Unfortunately most of ILP presupposes a great deal of knowledge engineering that goes into constructing a suitable background knowledge base. In the worst case it looks like we are hand-coding the solution and giving the learning system exactly the background knowledge it needs to solve a problem, no more, and no less. That’s a fair criticism and a lot of work on ILP is subject to it.
The challenge then is to find ways to learn without having to manually define all this background knowledge. In my latest work, which I linked above, I show how to cast the ILP learning problem as a grammar learning problem, which basically means that we are trying to learn an automaton of some sort.

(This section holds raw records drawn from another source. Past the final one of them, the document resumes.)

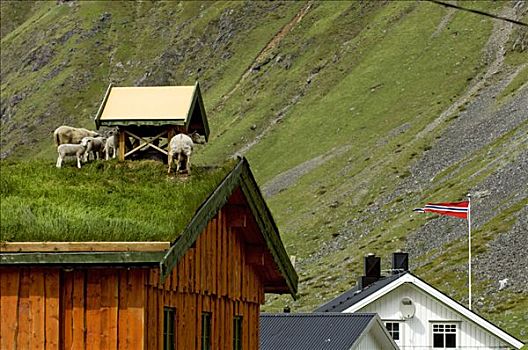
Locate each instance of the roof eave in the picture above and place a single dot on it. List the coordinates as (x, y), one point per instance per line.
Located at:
(101, 107)
(443, 298)
(239, 176)
(197, 99)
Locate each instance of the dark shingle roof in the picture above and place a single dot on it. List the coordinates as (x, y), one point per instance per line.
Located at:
(354, 295)
(318, 331)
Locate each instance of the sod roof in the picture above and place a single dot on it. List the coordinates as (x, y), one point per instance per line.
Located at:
(103, 201)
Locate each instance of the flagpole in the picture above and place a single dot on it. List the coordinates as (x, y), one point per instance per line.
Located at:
(469, 248)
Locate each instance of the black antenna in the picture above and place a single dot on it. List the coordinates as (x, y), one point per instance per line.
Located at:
(478, 12)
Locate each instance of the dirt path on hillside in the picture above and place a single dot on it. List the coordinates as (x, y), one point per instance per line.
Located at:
(272, 44)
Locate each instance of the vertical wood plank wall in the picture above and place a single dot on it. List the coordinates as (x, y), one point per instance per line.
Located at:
(103, 309)
(29, 308)
(118, 308)
(214, 277)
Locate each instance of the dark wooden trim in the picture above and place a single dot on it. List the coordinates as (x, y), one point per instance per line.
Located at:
(102, 106)
(242, 177)
(82, 258)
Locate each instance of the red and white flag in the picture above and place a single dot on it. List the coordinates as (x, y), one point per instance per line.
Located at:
(458, 209)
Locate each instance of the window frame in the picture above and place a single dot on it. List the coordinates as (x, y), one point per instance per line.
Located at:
(238, 321)
(169, 323)
(392, 331)
(445, 329)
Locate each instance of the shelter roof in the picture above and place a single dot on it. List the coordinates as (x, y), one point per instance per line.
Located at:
(336, 331)
(354, 295)
(103, 202)
(154, 105)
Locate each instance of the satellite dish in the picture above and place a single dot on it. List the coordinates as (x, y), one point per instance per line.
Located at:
(407, 308)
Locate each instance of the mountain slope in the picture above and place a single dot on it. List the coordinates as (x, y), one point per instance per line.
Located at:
(350, 113)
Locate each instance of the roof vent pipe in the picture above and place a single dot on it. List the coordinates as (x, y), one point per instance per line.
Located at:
(400, 262)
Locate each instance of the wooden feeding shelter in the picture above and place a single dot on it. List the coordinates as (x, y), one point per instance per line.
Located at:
(200, 289)
(148, 117)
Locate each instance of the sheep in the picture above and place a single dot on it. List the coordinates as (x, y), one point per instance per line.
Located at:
(180, 145)
(67, 134)
(70, 149)
(111, 146)
(197, 138)
(96, 147)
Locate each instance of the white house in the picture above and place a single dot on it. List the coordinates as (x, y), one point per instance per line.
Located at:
(417, 315)
(324, 331)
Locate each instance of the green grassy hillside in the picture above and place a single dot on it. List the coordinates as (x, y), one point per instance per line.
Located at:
(350, 113)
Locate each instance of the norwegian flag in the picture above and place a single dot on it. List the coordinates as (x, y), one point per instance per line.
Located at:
(458, 209)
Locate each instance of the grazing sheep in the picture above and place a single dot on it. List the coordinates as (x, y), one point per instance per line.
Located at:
(95, 147)
(180, 145)
(70, 149)
(111, 146)
(503, 283)
(67, 134)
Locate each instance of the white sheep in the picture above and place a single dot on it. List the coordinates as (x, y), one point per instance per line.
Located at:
(180, 146)
(70, 149)
(111, 146)
(67, 134)
(95, 147)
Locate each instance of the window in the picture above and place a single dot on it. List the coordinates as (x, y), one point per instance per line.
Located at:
(237, 333)
(444, 336)
(169, 314)
(394, 329)
(206, 331)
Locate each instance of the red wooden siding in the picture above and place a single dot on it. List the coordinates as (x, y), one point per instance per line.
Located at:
(213, 276)
(119, 308)
(29, 308)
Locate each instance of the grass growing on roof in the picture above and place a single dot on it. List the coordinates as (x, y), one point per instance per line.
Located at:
(103, 201)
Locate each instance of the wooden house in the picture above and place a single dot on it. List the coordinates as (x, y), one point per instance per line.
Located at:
(201, 290)
(417, 315)
(148, 117)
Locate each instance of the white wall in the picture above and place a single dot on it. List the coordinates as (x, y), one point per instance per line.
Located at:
(416, 333)
(368, 343)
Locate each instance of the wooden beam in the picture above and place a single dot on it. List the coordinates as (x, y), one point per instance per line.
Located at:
(82, 258)
(258, 255)
(147, 142)
(84, 246)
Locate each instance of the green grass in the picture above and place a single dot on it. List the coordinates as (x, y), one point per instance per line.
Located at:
(374, 67)
(103, 201)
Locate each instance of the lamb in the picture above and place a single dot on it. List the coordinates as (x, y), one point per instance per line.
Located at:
(96, 147)
(67, 134)
(70, 149)
(180, 145)
(111, 146)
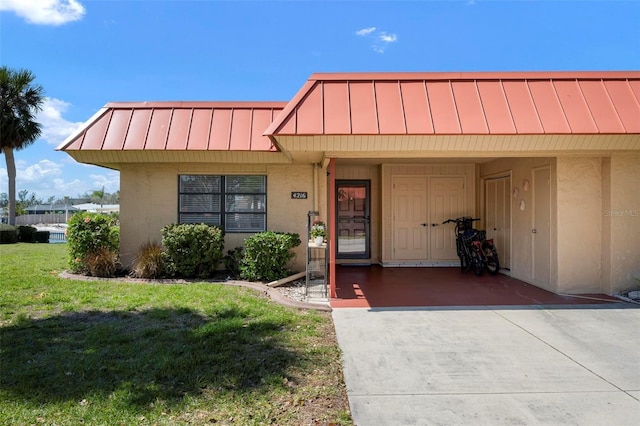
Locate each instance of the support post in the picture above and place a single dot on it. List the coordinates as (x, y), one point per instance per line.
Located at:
(333, 228)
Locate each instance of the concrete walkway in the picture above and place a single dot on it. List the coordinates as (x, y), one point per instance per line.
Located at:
(525, 365)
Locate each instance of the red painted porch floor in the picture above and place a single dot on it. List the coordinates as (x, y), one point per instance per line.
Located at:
(375, 286)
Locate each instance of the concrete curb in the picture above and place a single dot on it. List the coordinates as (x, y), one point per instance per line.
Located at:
(270, 292)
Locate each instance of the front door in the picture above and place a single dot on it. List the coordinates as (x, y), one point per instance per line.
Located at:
(409, 209)
(352, 233)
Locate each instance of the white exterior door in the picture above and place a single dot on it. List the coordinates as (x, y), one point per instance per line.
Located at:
(409, 214)
(497, 203)
(541, 228)
(446, 200)
(419, 206)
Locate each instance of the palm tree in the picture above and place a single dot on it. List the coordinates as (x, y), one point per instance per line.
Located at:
(20, 100)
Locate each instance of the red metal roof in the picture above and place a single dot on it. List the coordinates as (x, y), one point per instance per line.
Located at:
(464, 103)
(191, 126)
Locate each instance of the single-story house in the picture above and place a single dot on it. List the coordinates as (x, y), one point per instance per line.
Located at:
(550, 162)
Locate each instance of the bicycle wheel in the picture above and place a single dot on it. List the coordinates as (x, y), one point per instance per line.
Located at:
(478, 263)
(464, 262)
(493, 264)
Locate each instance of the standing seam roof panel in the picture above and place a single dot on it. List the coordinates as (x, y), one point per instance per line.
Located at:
(548, 106)
(575, 107)
(417, 113)
(364, 118)
(118, 128)
(94, 139)
(525, 115)
(470, 111)
(200, 129)
(336, 108)
(138, 128)
(240, 139)
(626, 104)
(220, 130)
(496, 109)
(601, 107)
(179, 130)
(443, 107)
(389, 106)
(158, 129)
(261, 120)
(309, 115)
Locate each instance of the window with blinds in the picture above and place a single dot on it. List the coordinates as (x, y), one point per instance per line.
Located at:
(233, 203)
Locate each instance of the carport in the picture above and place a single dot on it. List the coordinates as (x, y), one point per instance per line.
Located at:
(378, 287)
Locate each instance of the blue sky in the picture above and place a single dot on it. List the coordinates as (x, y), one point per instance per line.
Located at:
(86, 53)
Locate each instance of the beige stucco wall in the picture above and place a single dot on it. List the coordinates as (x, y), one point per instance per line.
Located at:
(521, 170)
(579, 185)
(621, 221)
(149, 201)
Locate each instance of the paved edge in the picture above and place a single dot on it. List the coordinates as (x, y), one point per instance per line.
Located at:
(270, 292)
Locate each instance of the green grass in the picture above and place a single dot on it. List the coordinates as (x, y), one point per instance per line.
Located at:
(111, 352)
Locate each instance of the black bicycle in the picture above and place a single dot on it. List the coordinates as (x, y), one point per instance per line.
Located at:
(473, 248)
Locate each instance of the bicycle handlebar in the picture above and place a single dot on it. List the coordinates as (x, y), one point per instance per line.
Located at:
(461, 219)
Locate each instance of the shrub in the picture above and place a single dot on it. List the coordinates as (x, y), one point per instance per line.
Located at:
(26, 233)
(87, 234)
(192, 250)
(8, 234)
(41, 237)
(232, 261)
(102, 262)
(149, 261)
(266, 255)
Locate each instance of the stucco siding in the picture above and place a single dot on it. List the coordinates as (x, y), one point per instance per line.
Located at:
(623, 220)
(149, 201)
(579, 182)
(521, 170)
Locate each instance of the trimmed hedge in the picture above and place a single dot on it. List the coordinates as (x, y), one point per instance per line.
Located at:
(8, 234)
(192, 250)
(267, 254)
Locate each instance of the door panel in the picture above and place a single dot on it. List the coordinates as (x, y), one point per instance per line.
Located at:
(409, 213)
(446, 200)
(498, 216)
(541, 227)
(352, 234)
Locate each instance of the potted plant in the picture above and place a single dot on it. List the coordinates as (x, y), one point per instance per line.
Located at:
(318, 232)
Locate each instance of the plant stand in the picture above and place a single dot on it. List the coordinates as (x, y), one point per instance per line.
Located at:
(316, 265)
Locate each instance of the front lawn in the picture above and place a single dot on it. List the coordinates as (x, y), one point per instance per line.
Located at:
(111, 352)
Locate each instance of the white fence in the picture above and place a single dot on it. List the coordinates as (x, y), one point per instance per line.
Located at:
(49, 218)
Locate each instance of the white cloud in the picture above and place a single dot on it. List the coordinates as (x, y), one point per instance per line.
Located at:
(47, 178)
(45, 12)
(365, 31)
(381, 39)
(55, 129)
(388, 38)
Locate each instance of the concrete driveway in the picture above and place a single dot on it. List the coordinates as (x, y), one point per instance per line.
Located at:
(560, 365)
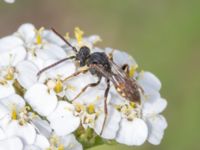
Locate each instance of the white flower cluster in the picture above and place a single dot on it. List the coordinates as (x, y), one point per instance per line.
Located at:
(38, 112)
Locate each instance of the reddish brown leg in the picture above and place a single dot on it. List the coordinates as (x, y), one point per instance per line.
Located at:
(105, 106)
(125, 68)
(87, 86)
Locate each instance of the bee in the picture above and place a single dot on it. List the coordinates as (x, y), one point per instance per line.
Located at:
(102, 66)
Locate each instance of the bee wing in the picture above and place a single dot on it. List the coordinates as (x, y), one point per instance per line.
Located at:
(117, 76)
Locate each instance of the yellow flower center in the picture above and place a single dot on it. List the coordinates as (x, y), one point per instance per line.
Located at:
(132, 70)
(67, 36)
(91, 109)
(38, 35)
(59, 86)
(14, 114)
(132, 104)
(78, 34)
(10, 74)
(61, 147)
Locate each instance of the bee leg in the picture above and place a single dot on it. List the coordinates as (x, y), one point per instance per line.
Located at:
(125, 68)
(105, 105)
(87, 86)
(54, 64)
(74, 75)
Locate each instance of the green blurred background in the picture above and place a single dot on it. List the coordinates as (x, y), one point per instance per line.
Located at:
(162, 35)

So, nowadays, if I was trying to learn the rules for parallelism, I would not think of geometry and floating point arithmetic, as such, but instead I would try to answer the question:
What kind of automaton accepts or generates only parallel lines?.

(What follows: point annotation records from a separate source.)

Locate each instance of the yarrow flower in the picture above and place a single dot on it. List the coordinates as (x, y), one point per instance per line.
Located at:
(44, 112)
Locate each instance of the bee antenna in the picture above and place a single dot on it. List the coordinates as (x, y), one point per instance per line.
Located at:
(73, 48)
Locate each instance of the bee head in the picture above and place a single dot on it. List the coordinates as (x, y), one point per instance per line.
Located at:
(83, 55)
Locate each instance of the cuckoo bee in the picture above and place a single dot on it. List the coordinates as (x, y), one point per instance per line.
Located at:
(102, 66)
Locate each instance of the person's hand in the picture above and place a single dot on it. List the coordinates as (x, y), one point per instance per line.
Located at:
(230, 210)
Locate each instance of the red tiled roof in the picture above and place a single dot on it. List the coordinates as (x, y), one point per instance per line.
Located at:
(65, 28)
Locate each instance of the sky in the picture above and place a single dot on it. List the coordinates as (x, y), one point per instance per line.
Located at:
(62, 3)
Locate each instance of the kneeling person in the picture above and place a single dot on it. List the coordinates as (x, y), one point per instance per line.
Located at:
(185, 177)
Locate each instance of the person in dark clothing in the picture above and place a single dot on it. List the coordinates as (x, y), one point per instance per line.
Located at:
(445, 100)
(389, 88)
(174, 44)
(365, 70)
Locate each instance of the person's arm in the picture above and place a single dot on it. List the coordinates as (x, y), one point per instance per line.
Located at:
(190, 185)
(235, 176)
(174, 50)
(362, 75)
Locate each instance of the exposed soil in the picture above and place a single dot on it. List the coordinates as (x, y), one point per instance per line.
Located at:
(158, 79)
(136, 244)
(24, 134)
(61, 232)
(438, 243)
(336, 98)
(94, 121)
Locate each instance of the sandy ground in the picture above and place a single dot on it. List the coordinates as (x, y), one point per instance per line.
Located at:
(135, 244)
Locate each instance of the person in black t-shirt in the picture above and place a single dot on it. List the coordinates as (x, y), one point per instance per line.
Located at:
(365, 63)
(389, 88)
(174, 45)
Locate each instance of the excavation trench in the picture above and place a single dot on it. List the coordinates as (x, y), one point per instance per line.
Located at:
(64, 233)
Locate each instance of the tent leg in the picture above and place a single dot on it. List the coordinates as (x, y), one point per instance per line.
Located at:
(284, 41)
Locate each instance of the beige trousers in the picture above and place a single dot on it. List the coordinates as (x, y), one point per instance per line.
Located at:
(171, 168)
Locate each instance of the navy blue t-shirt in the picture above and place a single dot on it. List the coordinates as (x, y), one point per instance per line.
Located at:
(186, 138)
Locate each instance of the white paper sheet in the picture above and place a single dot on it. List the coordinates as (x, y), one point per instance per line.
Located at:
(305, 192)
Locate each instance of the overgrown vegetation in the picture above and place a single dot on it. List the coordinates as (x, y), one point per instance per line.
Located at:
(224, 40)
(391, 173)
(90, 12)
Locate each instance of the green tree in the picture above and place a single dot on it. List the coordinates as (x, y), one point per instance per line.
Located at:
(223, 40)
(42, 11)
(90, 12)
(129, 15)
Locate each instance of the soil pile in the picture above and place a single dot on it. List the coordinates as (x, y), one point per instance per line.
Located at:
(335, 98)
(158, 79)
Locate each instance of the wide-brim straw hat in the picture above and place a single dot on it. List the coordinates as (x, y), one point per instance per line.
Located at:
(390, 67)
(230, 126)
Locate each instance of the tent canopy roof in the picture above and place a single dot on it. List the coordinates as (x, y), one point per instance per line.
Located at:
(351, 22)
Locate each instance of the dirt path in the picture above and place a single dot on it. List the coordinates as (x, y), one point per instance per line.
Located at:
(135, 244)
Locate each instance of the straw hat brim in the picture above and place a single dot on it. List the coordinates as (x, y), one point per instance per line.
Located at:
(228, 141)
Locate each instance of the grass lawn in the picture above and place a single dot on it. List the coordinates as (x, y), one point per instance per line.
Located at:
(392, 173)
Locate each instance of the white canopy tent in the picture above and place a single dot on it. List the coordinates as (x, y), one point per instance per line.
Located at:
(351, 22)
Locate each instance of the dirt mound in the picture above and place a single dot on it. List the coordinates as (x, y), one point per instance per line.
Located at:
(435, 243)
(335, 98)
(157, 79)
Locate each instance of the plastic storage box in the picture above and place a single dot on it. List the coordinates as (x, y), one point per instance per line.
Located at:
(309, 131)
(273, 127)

Then I would try to come up with examples of the output of such an automaton and give it to my system to re-construct that automaton from the examples. In that case, the First-Order background knowledge would only need the pre-terminals in the target language; essentially those would be the states of the target automaton. As to the Second-Order background knowledge, it now becomes a Second-Order Definite Normal Form, which is exactly what it sounds like : a normal form; expressed as a set of second-order definite (datalog) clauses. So for instance we could use a second-order normal form for context-free grammars, like a second-order version of Chomsky Normal Form; or a second-order normal form for context-sensitive grammars, like a second-order version of Kuroda Normal Form.
This is a more advanced method that is still under construction, so to speak, but I am much more excited about it, than the traditional, manual way of hand-crafted background knowledge I show above. However, if this is the first time you work with ILP I think you’d find the traditional way easier to reason about.